# Why is a cofinal set called “cofinal?”

Let $$(A, \leq)$$ be a poset. A set $$B \subseteq A$$ is said to be cofinal in $$A$$ if every $$a \in A$$ has a $$b\in B$$ with $$a \leq b$$.

Why is a cofinal set called "cofinal?" Is there a related notion of a "final" set? The "co" doesn't seem to be related to the word "complement," as the complement of a cofinal set can also be cofinal; such sets don't seem to be "final" in any natural sense of the word I can imagine.

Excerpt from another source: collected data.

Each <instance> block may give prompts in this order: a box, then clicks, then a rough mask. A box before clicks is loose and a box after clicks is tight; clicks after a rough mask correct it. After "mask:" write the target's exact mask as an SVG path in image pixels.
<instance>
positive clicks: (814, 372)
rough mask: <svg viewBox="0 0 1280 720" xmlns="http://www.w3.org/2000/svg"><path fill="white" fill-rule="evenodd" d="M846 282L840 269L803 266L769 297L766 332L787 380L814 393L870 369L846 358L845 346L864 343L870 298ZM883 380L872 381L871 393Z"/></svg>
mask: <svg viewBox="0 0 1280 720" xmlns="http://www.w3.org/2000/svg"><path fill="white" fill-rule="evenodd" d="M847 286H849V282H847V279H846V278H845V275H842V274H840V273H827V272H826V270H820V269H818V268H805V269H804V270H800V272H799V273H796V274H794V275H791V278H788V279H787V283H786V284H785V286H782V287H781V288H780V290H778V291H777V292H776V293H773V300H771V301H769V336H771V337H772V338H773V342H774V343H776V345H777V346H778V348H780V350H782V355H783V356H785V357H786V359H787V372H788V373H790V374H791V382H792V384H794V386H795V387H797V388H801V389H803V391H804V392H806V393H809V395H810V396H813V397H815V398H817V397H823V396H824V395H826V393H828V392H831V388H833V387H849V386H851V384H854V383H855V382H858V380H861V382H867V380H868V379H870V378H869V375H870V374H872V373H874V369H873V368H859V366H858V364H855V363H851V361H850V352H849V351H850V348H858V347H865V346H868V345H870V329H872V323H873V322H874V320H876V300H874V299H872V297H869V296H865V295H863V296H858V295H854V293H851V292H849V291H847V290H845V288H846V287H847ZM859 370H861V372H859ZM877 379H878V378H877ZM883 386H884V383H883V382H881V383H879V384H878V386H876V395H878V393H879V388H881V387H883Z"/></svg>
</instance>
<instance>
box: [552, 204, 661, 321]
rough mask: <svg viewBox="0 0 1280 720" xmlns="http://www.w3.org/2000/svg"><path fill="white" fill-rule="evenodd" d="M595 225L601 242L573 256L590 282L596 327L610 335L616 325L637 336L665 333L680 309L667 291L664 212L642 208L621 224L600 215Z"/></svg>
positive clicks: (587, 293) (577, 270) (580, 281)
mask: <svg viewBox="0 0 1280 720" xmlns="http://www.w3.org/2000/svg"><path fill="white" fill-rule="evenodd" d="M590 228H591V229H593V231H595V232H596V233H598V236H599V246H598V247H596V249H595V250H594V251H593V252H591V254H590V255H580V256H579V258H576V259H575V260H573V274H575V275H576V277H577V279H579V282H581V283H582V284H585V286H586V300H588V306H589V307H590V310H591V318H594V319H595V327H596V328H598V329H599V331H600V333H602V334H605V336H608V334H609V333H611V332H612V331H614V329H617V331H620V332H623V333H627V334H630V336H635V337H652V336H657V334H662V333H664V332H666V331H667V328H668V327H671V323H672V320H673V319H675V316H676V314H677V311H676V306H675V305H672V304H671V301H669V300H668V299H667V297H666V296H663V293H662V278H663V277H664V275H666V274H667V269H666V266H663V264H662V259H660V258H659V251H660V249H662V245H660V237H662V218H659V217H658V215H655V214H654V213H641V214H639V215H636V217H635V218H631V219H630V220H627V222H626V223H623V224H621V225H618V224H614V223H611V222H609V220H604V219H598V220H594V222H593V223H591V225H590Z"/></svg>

• I think it should mean that in the right category (which seems to be a subcategory of $\textbf{Pos}$ which somehow depends on A), there is only one morphism (order preserving map with possibly some other restrictions depending on what this new category might be) from B to every other object in that same category. – Countable Feb 6 at 23:02
• The co prefix in the word cofinal has for me the touch of "together with" as in Maths & CO. Well, $A$ and its cofinal set $B$ have the same "chance" to inspect the final, terminal properties of the order. – dan_fulea Feb 6 at 23:04
• @Countable I think the term far predates any category theory ideas about final objects and co-categories.. – Henno Brandsma Feb 6 at 23:09
• FWIW there is a sort of "double-negation duality" going on here: $B$ is cofinal in $A$ iff $A\setminus B$ is not a "final segment" of $A$ (although the latter term is really most used in the context of linear orders). So "cofinal" = "complement not final." – Noah Schweber Feb 6 at 23:11

The term cofinal is a compound of the prefix co- and the adjective final. Here the meaning of the prefix is ‘together; mutually; jointly’: if $$B$$ is cofinal in $$A$$, the two sets reach the ‘end’ together, so to speak. The prefix is from Latin co-, a variant of con-, and indeed one occasionally sees confinal in place of cofinal. The Latin prefix con- in turn is derived from the preposition cum ‘with, along with’.